I waited for the moment when the big wave impacted the forward positioned rocks, and pushed the shutter cable. I wouldn't know, of course, whether or not I'd gotten it just right until I'd developed the negative back in the darkroom. (Today's digital cameras, of course, provide "previews" within seconds of an exposure, giving the user immediate feedback, something which was impossible, with the old organic chemistry processes. Has this made taking such photographs easier, or more reliable?)

The manipulation of subject, and image composition, seemingly gives painters a tremendous advantage over photographers in action scenes, who are limited by the "real" event. But painters also have the challenge of determining how "realistic" their portrayal of such pictures will be. It's possible to make paintings which challenge our ability to know whether or not they're photographs or paintings; but taking the exactitude of representation to that degree seems to beg the very question posed by photography. The new digital technologies, as well, which allow the manipulation of images--both photographic and non-photographic--makes both kinds of image-making more ambiguous than ever before. Making things look other than they really do--or did, in reality--may be a useful and valuable option, but it also has the probable effect of devaluing the skills (or limitations) associated with the crafts of painting, and photography as well. Photography, invented in the 19th Century, and refined over the last century, has had the intermediate effect of devaluing mere verisimilitude. Making recognizable images of reality as a skill or tool has been aesthetically demoted, though it is no easier to accomplish such effects than it ever was. Of course, the ability to make a great portrait, for instance, on a level with Raphael or Da Vinci or Tintoretto, would still be considered an impressive elaboration of genius; and the loss of the motivation for artists to perform this feat, may be one of the casualties of technology and scientific advance. The progress of civilization opens new doors as it closes others.

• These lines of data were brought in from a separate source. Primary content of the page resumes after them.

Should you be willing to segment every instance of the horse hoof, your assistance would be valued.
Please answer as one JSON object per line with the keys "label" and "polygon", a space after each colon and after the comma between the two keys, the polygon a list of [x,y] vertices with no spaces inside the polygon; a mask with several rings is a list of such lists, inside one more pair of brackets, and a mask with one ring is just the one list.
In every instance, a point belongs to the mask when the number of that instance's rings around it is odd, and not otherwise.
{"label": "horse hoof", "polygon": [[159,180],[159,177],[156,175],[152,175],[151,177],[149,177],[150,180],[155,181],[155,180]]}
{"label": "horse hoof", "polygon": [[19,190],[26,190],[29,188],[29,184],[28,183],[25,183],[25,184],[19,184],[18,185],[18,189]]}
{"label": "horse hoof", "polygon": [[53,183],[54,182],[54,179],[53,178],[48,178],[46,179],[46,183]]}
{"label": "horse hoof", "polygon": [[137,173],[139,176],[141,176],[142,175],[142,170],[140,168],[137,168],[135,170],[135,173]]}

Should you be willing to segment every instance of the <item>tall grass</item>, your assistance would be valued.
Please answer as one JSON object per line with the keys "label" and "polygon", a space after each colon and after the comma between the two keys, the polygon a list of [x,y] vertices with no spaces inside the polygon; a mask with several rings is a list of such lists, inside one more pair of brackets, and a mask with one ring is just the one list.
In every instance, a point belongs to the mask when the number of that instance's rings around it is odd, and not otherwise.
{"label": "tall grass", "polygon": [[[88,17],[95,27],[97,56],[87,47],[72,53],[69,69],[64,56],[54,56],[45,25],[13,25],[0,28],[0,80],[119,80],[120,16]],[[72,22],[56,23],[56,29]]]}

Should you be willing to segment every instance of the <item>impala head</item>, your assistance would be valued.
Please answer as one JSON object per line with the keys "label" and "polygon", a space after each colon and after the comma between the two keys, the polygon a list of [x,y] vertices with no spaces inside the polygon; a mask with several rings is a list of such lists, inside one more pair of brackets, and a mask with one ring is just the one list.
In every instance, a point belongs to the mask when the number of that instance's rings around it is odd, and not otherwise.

The debate over the alternate values of two-dimensional representations of reality is an old question, but it isn't settled yet. I've never felt the desire to paint, but part of my Landscape Architecture degree program included a free-hand drawing course, in which I explored line-drawing as a medium, making pictures of buildings, flora, and other kinds of objects (chairs, shoes, etc.). This was an exercise designed to sensitize one's eye to the visual aspects of a scene, and to see the relationship between the perception, and the manipulation, of a space. Copying shapes and textures is a discipline which every representational artist must master, at least to a certain degree. Creative representation, of course, stretches the meaning of reasonable recognition well beyond this simplistic definition. Modern and Post-Modern artistic movements have taken aesthetic arguments well beyond the dialectic of the reportage or documentation versus artistic license. The natural world is no less fascinating to our eyes than it ever was to the ancient Greeks, or to the great Renaissance painters. But the uses we may choose to make of it now feel much more various, and complex, than they may have seemed to those earlier epochs. Our knowledge of the intricate and mysterious workings of matter and perception are many times more profound than they once were; but the means of our mediation between the "external world" and how it is perceived by the human mind have changed, and will continue to change over time.

1 comment:

Conrad DiDiodato said...

Curtis,

thanks for the link to Sunny's site. Her paintings are wonderful: as you'd agree, refreshing to the eye tired with all the fake digital 'simulacra'. I believe the modern eye's been blunted by technology (gone the "aura" for good).Your "Point Reyes" is magnificent.

I envy painters and photographers: two art forms I've never had a chance to pursue.